Enablers versus Disablers

In other posts on this blog free open source software(FOSS) and software-as-a-service(Saas) are being talked about in positive terms as paradigms on the rise. I want to take a step to the more general to talk about the same technological landscape, but in more economic and social terms.

In sales, we can think of two very opposite types of selling. One is a disabler, where a "pain" is created, and the salesman then gets the mission to solve the pain. Synonyms for "pain" are "lacking", "problem", "social ill", "vexation", "need" and many more. The second sales type is the enabler. Interestingly, the enabler sales strategy delivers solutions to a "problem space" also. The distinction between sales types is the way the selling playing board is set up. The disabler subtracts from the buyers options first, then offers the solution in an environment of impoverishment. The enabler simply adds value to the buyer's already rich environment.

The rise of FOSS, Saas, and Cloud Computing are within an enabler paradigm.
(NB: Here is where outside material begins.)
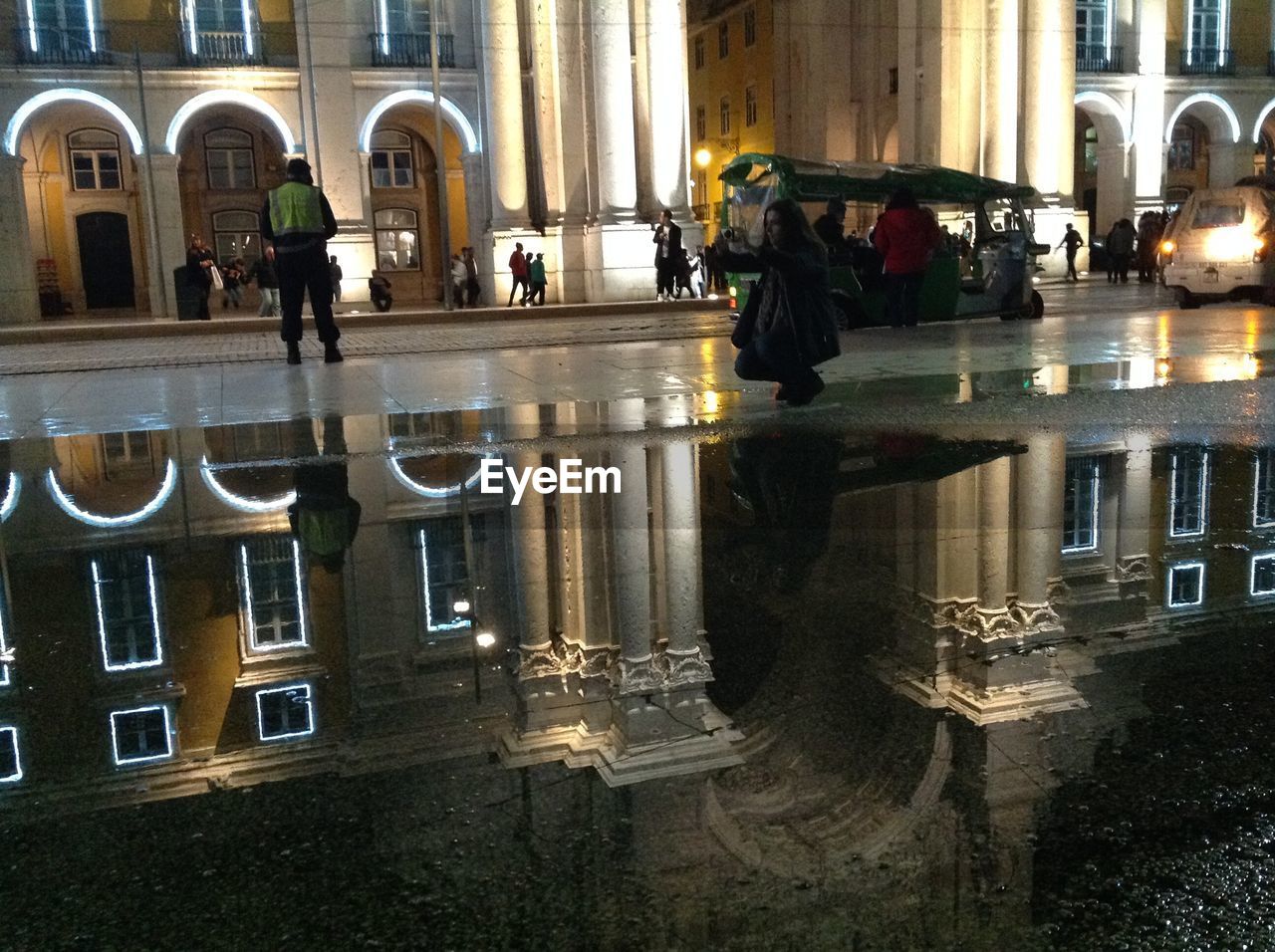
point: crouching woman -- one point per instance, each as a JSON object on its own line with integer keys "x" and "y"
{"x": 789, "y": 323}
Business models that ride this wave, or push the wave higher, need to be that type of sales person. Obviously, this type is easily stereotyped as teacher or even altruist. Fine, let's accept that the type is, in street jargon, less mafioso than the disabler.
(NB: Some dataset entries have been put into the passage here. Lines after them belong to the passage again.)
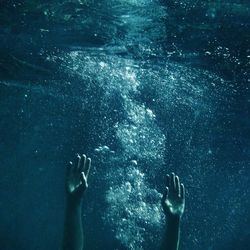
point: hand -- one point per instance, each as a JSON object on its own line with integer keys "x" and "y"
{"x": 173, "y": 200}
{"x": 76, "y": 178}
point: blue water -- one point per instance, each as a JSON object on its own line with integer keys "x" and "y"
{"x": 144, "y": 87}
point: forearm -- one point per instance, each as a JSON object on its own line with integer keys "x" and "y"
{"x": 172, "y": 234}
{"x": 73, "y": 230}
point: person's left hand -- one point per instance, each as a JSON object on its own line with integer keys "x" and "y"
{"x": 76, "y": 178}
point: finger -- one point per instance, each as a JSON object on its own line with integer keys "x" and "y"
{"x": 182, "y": 192}
{"x": 69, "y": 169}
{"x": 165, "y": 195}
{"x": 83, "y": 163}
{"x": 168, "y": 180}
{"x": 77, "y": 164}
{"x": 87, "y": 168}
{"x": 79, "y": 161}
{"x": 177, "y": 185}
{"x": 84, "y": 183}
{"x": 172, "y": 181}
In the last few years I finally started seeing Bill Gates point. People need income. All free stuff within some domain means no one was making money. Bill Gates and Richard Stallman are the gods of the opposite salestypes, and Gates is saying with a world of Stallman's giving away software there is less of an industry, which translates into less people with money in their pockets buying houses and DVD players. Way to go Bill, I totally see your point.
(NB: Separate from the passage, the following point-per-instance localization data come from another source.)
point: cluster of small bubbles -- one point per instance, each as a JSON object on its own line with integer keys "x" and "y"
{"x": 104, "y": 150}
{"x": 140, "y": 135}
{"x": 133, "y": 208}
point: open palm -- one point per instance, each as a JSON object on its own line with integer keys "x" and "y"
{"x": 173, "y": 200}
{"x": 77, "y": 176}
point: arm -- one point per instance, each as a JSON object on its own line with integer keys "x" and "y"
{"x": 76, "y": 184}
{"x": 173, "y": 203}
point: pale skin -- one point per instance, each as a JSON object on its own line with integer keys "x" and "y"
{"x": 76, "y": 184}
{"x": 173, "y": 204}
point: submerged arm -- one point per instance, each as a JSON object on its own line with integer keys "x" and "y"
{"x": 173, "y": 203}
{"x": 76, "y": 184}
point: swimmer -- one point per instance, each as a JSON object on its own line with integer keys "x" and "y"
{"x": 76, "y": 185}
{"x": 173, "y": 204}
But along comes Google, and suddenly it is no longer saintly and simple Stallman versus dispensing-large-paychecks-Gates. Strangely, Google enables with free services, and the only price the user has to pay is smart-advertising. This is not the old altruism anymore, and it is not the disabler either.

But a trajectory is set up in the FOSS computer with all its most groovy functionality relying on Google services, towards almost no money in the business.

The enablers will need to be more truly enabling. If the need is water, with sub $300 laptops and the FOSS infinity suite of powerful software, buyers live in the middle of a large lake. If you're going to sell in that environment, it better be a darn nice bucket for scooping water. Or a job in security, which is just working at the desalination plant.

1 comment:

Unknown said...

Here's an analogy fer ya:

Microsoft is a coal mine being kept open by a state committed to Keynesian protection of miner's jobs in the interest of full employment and a stable economy.

Richard Stallman is Milton Friedman arguing that this system is unsustainable and unjust compared to letting the market decide the company's fate.

Google is a source of ultra-cheap foreign coal which does not directly benefit the miners or the state. By propping up Microsoft, the state guarantees cheap coal for local industries, but ultimately a cost is paid in taxation and state control.

Is Richard Stallman/Milton Friedman an insane zealot or diabolical trickster? Very possibly. But is there some substance to his argument?